Assume that the distributions here are such that
$$E[y\mid (x,z)] = \beta_2 x+\beta_3 z$$
Then we can write
$$y = E[y\mid (x,z)] + e_{xz}$$
where $e_{xz}$ is the conditional expectation function error (of the specific conditional expectation). By design, as can be easily verified,
$$E[e_{xz} \mid (x,z)] = 0 \implies E[e_{xz} x] = E[e_{xz} z]=0$$
Assume further that it holds that
$$E[y\mid x] = \lambda_2 x$$
Here too we can write
$$y = E[y\mid x] + e_{x},\qquad E[e_{x} \mid x] = 0$$
In general, we expect that $\beta_2 \neq \lambda_2$.
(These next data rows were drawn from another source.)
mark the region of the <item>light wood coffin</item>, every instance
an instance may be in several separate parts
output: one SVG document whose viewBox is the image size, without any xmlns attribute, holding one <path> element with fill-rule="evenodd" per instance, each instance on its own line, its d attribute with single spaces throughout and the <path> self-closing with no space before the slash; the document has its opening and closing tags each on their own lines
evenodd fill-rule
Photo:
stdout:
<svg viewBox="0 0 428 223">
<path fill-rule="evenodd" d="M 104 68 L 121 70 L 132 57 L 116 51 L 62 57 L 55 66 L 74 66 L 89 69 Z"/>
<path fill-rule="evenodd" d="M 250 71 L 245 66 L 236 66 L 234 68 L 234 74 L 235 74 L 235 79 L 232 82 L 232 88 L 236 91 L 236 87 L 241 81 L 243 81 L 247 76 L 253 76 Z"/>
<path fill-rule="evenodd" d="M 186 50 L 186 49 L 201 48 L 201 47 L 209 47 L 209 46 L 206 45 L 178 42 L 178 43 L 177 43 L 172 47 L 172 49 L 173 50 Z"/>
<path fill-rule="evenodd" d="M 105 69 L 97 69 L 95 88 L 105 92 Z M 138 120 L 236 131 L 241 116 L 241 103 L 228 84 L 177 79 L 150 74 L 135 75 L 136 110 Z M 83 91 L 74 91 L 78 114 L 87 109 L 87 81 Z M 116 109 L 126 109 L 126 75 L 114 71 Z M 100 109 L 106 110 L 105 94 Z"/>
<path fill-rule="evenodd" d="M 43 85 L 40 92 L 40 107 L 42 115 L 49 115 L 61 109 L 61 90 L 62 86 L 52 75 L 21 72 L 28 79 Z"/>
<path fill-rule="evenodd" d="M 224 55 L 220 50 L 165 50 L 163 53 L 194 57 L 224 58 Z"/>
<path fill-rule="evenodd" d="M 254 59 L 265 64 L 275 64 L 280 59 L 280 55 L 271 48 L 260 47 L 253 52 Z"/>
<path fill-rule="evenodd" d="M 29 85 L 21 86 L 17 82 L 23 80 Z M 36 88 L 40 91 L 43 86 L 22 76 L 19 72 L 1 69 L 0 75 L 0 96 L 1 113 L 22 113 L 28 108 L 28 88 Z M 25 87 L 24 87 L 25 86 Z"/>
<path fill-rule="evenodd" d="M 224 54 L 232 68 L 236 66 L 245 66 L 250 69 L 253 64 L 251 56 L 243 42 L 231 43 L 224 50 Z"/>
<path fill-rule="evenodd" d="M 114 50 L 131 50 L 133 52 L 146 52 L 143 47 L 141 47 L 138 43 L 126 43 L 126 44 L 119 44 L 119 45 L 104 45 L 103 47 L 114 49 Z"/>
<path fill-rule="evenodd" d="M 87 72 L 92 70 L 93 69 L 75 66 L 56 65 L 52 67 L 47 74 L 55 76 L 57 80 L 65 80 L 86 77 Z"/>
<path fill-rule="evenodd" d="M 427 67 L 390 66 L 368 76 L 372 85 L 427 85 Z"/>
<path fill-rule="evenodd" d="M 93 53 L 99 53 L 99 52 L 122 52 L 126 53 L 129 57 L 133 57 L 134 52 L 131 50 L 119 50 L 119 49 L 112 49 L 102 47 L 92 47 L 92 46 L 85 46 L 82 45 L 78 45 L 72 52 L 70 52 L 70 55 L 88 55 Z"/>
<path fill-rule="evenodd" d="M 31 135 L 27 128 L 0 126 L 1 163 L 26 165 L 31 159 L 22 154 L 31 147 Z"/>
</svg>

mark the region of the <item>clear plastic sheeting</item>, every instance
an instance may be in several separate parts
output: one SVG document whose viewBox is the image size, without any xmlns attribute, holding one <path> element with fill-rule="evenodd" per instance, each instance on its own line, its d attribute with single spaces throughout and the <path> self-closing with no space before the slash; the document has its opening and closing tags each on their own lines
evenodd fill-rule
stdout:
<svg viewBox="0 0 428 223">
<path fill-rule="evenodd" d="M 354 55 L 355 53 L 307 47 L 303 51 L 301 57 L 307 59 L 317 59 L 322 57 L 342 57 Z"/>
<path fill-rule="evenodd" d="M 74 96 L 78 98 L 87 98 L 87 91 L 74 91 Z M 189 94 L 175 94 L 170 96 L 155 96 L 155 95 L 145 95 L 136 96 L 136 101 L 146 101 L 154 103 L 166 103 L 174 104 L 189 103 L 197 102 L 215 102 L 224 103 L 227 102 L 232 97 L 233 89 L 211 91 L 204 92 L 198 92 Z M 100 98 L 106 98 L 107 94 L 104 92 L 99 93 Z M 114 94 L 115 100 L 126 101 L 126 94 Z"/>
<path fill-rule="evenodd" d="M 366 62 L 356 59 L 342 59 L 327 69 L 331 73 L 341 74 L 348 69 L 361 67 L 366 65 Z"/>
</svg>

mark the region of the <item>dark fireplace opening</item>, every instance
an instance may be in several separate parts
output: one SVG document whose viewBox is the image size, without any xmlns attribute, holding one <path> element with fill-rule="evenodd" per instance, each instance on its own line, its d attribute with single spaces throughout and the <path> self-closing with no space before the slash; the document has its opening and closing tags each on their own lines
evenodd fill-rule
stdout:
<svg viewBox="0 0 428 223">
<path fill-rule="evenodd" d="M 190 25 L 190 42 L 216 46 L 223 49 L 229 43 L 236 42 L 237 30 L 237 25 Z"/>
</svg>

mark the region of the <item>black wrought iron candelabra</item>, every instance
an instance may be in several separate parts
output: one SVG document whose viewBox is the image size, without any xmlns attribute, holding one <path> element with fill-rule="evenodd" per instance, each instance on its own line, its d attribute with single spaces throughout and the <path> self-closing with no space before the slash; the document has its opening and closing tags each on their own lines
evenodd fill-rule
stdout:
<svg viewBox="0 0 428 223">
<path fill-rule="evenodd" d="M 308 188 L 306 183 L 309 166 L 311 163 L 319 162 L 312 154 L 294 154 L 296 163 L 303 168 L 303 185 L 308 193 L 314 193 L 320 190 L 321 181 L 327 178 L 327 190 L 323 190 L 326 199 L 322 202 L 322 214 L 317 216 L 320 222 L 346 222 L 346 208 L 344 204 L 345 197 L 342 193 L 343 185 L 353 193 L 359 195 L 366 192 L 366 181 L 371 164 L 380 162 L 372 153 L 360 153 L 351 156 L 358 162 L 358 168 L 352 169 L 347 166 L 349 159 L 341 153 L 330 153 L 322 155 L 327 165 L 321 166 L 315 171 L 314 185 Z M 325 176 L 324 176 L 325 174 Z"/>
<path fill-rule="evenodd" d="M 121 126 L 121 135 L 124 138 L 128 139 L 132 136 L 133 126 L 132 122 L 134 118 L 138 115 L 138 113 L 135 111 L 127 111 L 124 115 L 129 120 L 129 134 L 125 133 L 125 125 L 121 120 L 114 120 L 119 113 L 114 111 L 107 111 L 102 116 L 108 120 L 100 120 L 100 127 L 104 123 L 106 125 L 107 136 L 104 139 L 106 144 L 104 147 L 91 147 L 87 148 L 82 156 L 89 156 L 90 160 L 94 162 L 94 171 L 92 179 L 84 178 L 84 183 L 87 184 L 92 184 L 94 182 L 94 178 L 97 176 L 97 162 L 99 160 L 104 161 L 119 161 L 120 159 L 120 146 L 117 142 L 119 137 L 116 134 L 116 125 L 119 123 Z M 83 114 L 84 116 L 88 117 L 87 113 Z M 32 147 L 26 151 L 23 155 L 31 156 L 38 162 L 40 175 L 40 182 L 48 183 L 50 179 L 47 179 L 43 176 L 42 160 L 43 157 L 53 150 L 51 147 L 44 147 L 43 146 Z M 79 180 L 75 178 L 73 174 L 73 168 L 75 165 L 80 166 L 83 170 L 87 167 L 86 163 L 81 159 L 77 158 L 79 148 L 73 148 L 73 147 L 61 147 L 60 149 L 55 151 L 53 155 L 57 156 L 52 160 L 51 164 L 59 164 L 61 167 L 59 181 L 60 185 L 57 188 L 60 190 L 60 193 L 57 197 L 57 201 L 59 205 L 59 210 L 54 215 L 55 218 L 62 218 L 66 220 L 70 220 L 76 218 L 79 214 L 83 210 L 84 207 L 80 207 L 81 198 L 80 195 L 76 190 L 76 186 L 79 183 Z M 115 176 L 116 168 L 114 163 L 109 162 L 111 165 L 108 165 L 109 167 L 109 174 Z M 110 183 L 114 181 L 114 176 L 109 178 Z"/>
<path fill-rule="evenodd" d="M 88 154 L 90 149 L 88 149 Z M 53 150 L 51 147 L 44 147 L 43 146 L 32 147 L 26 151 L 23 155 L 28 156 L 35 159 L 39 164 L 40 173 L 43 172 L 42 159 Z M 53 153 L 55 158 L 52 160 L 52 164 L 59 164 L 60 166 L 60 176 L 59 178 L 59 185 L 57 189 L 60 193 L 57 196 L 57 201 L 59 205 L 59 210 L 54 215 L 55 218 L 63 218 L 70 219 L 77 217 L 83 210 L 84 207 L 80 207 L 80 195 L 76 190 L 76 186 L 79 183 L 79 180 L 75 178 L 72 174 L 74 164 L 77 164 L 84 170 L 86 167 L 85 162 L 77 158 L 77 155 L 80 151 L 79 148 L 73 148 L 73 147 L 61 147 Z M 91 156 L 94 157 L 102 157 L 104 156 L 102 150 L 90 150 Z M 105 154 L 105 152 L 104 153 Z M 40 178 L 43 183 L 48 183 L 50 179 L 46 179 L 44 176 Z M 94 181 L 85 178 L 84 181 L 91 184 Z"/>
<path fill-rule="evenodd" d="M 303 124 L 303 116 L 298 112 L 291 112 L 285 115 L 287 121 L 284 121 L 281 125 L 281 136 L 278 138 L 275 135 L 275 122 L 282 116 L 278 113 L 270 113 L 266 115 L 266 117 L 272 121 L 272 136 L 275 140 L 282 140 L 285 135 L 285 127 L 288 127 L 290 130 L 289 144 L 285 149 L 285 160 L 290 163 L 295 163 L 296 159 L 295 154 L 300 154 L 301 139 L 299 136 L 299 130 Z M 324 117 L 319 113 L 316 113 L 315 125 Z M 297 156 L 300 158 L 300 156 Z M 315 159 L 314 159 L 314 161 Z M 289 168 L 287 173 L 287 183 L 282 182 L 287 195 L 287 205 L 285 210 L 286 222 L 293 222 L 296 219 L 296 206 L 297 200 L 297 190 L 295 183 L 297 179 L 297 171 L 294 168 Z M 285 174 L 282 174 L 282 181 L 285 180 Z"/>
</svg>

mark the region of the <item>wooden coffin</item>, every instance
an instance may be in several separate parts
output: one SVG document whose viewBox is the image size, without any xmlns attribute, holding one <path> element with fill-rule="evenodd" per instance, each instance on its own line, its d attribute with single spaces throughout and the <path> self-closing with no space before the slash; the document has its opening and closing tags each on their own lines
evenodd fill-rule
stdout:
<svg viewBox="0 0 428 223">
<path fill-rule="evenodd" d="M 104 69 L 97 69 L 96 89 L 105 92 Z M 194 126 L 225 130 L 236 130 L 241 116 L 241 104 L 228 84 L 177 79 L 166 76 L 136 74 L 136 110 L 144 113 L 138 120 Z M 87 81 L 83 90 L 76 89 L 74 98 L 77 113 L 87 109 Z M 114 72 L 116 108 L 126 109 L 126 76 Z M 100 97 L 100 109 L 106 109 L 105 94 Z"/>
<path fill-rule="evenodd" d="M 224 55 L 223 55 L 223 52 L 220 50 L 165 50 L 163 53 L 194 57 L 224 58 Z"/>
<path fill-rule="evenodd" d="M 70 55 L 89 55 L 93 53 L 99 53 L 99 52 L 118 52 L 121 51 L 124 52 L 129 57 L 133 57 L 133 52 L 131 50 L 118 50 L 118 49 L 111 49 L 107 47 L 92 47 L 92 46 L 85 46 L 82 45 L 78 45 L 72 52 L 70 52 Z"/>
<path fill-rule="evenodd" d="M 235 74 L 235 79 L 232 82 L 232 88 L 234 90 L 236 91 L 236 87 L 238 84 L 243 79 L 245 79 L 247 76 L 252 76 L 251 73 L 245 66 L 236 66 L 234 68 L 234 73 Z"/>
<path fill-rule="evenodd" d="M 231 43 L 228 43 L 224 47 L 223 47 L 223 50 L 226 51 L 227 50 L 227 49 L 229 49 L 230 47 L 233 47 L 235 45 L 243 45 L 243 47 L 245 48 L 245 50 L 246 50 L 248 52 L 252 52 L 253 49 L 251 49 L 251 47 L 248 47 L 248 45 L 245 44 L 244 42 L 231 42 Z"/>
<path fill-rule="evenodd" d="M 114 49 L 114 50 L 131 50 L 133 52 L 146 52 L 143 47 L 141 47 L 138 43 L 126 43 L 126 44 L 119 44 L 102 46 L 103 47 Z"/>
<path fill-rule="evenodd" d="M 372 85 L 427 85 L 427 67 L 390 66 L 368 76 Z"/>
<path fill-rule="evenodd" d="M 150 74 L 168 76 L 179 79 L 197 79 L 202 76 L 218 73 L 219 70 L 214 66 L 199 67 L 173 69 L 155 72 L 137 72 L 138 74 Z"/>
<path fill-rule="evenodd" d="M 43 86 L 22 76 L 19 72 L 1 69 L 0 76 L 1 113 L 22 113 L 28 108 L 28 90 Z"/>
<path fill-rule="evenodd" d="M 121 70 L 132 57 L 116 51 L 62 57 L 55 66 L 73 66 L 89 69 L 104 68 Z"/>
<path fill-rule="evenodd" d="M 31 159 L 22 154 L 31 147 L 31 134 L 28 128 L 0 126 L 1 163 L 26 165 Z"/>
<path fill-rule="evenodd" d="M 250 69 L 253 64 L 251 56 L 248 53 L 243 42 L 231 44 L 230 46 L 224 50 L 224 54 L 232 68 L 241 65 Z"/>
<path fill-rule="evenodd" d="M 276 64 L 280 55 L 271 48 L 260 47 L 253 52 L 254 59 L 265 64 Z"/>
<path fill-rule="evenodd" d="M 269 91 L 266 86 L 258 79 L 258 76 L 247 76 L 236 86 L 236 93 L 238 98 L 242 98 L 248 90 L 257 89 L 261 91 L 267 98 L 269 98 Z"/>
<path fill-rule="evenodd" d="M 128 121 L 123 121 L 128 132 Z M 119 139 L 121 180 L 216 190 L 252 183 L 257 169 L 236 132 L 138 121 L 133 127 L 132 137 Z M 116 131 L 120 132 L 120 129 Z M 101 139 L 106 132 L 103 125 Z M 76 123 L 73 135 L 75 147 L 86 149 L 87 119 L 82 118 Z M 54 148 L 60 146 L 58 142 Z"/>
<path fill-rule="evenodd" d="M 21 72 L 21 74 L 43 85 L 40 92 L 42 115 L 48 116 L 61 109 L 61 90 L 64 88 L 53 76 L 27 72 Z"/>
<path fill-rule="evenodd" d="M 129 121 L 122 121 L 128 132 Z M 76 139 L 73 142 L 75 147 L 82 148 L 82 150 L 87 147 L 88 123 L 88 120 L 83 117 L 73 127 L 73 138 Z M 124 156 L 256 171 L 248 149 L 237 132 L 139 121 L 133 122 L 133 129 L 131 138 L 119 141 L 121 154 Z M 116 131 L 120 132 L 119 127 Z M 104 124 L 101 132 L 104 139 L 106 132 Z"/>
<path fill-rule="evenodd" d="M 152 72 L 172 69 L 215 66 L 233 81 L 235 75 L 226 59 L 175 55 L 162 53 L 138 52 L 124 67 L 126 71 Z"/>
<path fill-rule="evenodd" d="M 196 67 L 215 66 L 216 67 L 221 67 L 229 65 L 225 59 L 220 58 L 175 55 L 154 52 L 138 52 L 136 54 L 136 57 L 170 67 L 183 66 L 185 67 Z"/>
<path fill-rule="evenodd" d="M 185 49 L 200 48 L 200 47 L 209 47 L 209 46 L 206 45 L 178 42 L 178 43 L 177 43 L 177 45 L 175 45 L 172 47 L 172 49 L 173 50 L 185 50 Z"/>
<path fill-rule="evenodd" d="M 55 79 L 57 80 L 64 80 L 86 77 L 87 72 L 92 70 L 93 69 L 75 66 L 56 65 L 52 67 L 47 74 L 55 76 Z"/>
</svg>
So which is the "true" coefficient? Which coefficient expresses the "true" relationship?
Both and neither.
Both, because both $\beta_2$ and $\lambda_2$ reflect a valid statistical relationship between $y$ and $x$. In the first case, with $z$ present. In the second case, with $z$ absent.
Neither, because, the word "true" can only be associated with a causal relationship -and nowhere up to now did we argue about causal relationships, only about statistical relationships.
But econometrics is the arrogant child of statistics that believes it can argue about causal relationships all the time, when the parent frowns, or worse, every time the word "causality" is uttered.
This happens because econometrics is the applied arm of a social/behavioral science, economics. And economics starts by theorizing on causal relationships. In our example, assume that this theorizing leads to the specification using the $x,z$ variables. Then we are "forced" by our own theoretical/behavioral/causal arguments to consider the specification with the $(x,z)$ and the betas as the correct one.
So from the two valid statistical relationships (or from the "infinite" number of such valid statistical relationships), we want to estimate the first specification, because we consider it to be the "causally true" specification, because, we argue, all other effects on $y$ are unimportant, average to zero, and do not affect the causality carriers, $(x,z)$.
But estimators are like computers: they do what they tell them to do, not what they want them to do. If we give OLS the $(y,x)$ sample, we "tell" it, whether we like it or not, to estimate the lambda coefficient.
To see this, applying OLS we will obtain
$$\hat \beta_2 = \frac {\sum x_iy_i}{\sum x_i^2}$$
Now, we can substitute in this expression either one of the expressions for $y$.
So
$$\hat \beta_2 = \frac {\sum x_i(\beta_2x_i + \beta_3z_i+e_{xz})}{\sum x_i^2} = \beta_2 + \beta_3\frac {\sum x_iz_i}{\sum x_i^2} + \frac {\sum x_ie_{xz}}{\sum x_i^2} \to_p \beta_2 + \beta_3\frac {E(xz)}{E(x^2)}$$
But also,
$$\hat \beta_2 = \frac {\sum x_i(\lambda_2x_i + e_{x})}{\sum x_i^2} = \lambda_2 + \frac {\sum x_ie_{x}}{\sum x_i^2} \to_p \lambda_2$$
So no matter how we desire to "baptize" the estimator ("$\hat \beta_2$" in our case, indicating what we want it to estimate), it will estimate consistently $\lambda_2$: it does what we really told it to do, not what we wanted it to do.
The customary way to say this, is declaring that "the regressor is correlated with the error term", but here we are no longer referring just to the conditional expectation function error but to the "error"
$$u = \beta_3 z+ e_{xz}$$.
This is our way to say that we want to estimate the beta but we can only say to the estimator to estimate the lambda.